World is one of three software portfolios PeopleSoft created after absorbing J.D. Edwards. Run exclusively on IBM's iSeries mainframes, the software has been treated for years as aging, legacy technology, even though World has a user base as large as that for J.D. Edwards' other applications suite, now called PeopleSoft EnterpriseOne.
Pleasanton, California-based PeopleSoft now plans to revive the World brand and position the software as a low-cost ERP (enterprise resource planning) system for companies with annual revenue of up to US$100 million. The smaller end of that will be World's primary target: "We believe US$20 million to US$50 million is a very underserved market," said Dave Siebert, PeopleSoft's World general manager.
Though the new release carries the tag "Express," it doesn't differ from the traditional World software in functionality or scalability, Siebert said. In fact, it will be World suite PeopleSoft leads with for new sales -- something World hasn't seen much of in recent years.
"We have expanded the World base over the years, but it's been minimal," Siebert said. "This is a very aggressive approach."

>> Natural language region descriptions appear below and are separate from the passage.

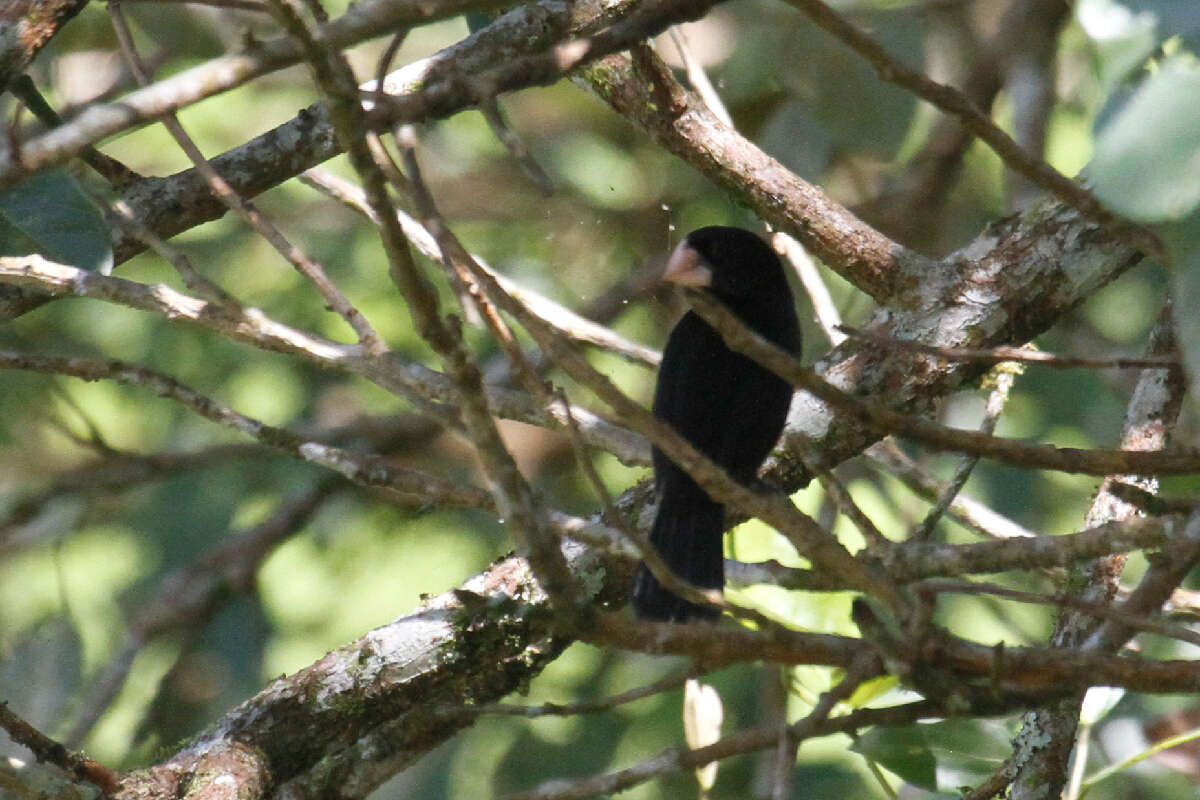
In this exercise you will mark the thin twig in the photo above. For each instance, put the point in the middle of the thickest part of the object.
(1017, 355)
(47, 750)
(247, 210)
(952, 101)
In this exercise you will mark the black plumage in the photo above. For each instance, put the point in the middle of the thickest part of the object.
(723, 402)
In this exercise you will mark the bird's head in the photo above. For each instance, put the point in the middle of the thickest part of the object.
(729, 262)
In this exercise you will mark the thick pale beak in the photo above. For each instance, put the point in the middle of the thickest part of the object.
(685, 268)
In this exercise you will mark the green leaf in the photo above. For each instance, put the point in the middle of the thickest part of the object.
(49, 215)
(1147, 161)
(903, 751)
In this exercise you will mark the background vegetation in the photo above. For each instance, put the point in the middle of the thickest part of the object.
(125, 625)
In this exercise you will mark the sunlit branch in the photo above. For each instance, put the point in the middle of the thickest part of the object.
(365, 469)
(952, 101)
(252, 326)
(1067, 459)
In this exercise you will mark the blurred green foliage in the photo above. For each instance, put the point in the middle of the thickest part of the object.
(95, 558)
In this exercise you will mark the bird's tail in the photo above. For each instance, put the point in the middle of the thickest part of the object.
(688, 536)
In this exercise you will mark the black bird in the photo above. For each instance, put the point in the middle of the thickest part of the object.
(723, 402)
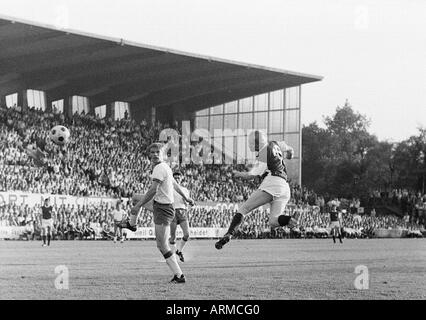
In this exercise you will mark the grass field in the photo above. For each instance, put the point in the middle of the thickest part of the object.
(244, 269)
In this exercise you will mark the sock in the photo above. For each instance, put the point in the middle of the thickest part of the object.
(236, 221)
(133, 218)
(172, 263)
(283, 220)
(182, 243)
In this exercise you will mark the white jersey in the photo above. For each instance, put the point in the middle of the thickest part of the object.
(165, 191)
(119, 214)
(179, 202)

What's new in World Express is a set of 30 preconfigured business processes for common operations such as returning items to suppliers and managing accounts receivable balances. The templates are tailored for customers in the industrial manufacturing, wholesale distribution, homebuilding and construction industries.

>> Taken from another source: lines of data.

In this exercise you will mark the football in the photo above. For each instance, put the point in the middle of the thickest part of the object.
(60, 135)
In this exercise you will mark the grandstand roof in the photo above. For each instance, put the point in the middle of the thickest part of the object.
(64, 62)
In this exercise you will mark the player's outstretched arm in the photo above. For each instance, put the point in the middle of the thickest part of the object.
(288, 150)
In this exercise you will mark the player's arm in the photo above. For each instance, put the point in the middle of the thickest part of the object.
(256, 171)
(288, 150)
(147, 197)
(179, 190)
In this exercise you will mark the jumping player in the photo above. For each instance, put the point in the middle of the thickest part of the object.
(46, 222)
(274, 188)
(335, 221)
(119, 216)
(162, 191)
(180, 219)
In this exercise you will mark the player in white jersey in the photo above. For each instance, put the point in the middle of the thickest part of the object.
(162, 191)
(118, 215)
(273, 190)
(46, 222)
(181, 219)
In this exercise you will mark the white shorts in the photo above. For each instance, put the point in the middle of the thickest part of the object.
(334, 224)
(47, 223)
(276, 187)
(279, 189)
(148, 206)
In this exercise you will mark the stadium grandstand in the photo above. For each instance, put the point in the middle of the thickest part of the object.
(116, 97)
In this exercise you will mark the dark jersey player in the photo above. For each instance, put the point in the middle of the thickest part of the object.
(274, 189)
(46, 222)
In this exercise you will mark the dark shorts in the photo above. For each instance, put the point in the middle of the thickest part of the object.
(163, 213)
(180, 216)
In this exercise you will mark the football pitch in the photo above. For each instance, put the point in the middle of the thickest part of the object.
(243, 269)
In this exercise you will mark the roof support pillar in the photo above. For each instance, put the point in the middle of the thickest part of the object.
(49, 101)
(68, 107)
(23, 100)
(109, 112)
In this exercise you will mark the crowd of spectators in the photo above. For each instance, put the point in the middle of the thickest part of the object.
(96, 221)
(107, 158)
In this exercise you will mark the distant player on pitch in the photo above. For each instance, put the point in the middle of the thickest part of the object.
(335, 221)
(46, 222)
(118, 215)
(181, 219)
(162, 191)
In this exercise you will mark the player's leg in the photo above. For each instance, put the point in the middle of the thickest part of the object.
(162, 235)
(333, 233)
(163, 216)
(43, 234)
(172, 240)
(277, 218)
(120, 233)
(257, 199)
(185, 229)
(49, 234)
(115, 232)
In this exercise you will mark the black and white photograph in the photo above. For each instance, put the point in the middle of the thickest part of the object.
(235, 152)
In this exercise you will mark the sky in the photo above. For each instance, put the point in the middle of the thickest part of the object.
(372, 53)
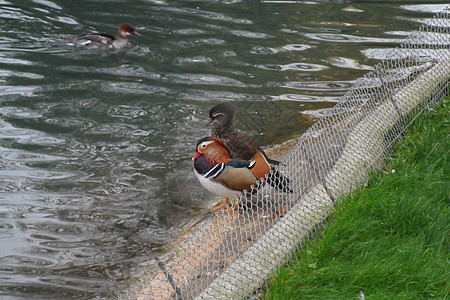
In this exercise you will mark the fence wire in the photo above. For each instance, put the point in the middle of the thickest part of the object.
(231, 254)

PeopleSoft's goal is to make it easy and inexpensive for small businesses without deep IT resources to deploy World, Siebert said. In tests, PeopleSoft has modeled a one-week turnaround for deployment of one application in the suite, PeopleSoft World Financials. Software installation can be done in hours -- converting a business's existing data to work with the World software is the biggest deployment hurdle, according to Siebert.

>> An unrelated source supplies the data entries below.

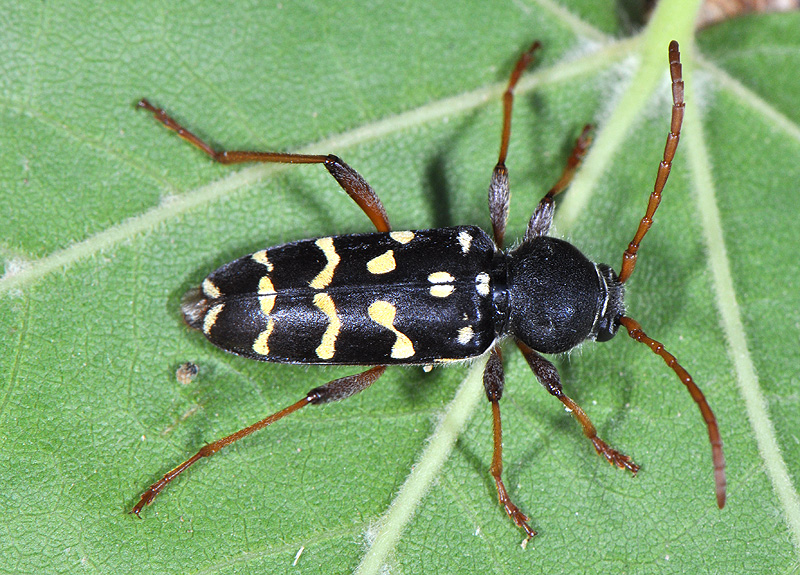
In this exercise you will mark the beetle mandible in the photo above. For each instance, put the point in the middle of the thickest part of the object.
(426, 297)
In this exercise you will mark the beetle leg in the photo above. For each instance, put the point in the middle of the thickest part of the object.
(499, 195)
(717, 456)
(335, 390)
(493, 381)
(548, 376)
(350, 180)
(542, 217)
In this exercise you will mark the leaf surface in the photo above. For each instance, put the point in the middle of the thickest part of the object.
(110, 219)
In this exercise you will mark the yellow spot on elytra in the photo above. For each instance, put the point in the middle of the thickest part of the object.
(327, 347)
(210, 290)
(402, 237)
(383, 313)
(267, 302)
(261, 345)
(261, 257)
(442, 290)
(267, 292)
(211, 317)
(482, 283)
(265, 286)
(440, 278)
(325, 277)
(382, 264)
(465, 239)
(465, 334)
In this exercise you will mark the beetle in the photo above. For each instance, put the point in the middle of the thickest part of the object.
(426, 297)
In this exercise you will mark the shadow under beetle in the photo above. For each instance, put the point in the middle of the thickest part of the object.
(427, 297)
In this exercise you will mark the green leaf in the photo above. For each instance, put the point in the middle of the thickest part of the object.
(110, 219)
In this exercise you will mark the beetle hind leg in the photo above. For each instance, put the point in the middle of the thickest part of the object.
(335, 390)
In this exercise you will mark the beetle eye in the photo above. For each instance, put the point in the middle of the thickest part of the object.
(607, 328)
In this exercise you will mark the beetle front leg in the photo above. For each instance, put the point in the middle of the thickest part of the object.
(542, 217)
(493, 381)
(350, 180)
(547, 374)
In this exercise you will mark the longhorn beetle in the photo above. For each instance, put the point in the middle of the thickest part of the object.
(428, 297)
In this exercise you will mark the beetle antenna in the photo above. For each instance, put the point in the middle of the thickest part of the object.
(676, 73)
(718, 457)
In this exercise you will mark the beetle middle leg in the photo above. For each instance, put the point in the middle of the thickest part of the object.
(548, 376)
(350, 180)
(493, 382)
(335, 390)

The starting price for World Express is about US$50,000 for 10 to 20 users, PeopleSoft said. It will be available in North America by the end of June, and in Asia-Pacific and Europe during the third quarter. In addition to English, the software will be available in Japanese, French, Italian, Spanish and German.
"Express" is the name IBM has given to its SMB-focused (small and medium-sized business) products, and the similarity in naming conventions isn't a coincidence: PeopleSoft and IBM, longtime partners, are in discussions about offering bundled hardware and software packages, Siebert said. An alliance with IBM would put World Express into IBM's network of resellers. Meanwhile, PeopleSoft will push World Express through its J.D. Edwards channel partners.
Norcross, Georgia-based ERP consultancy CD Group Inc. will be one of the firms selling and servicing World Express. Vice President Don Landrum, a longtime J.D. Edwards specialist, said he's happy to see PeopleSoft revive World.
"The biggest issue has always been the life of the product. They weren't really doing enhancements to it. Now, there's actually a product plan that includes enhancements," he said. "The price will be a selling point. A lot of iSeries customers are on older technology with homegrown applications they'd like to replace."
World customer Dave Hyzy, director of IT for Benderson Development Co. Inc. in Buffalo, New York, is also pleased with PeopleSoft's plans for World sales and development. He's been testing a new Web interface PeopleSoft recently released, which gives users a modern GUI (graphical user interface) for tapping into World's applications.
"Since (PeopleSoft has) taken over, they've put more time and effort into developing the World product than we saw in the last five years combined under J.D. Edwards," Hyzy said. "It's a great step toward making World into a living, breathing software product again. It should be a viable alternative in the market. Its only real detriment has been the fact that it's been perceived as a legacy application without any growth potential."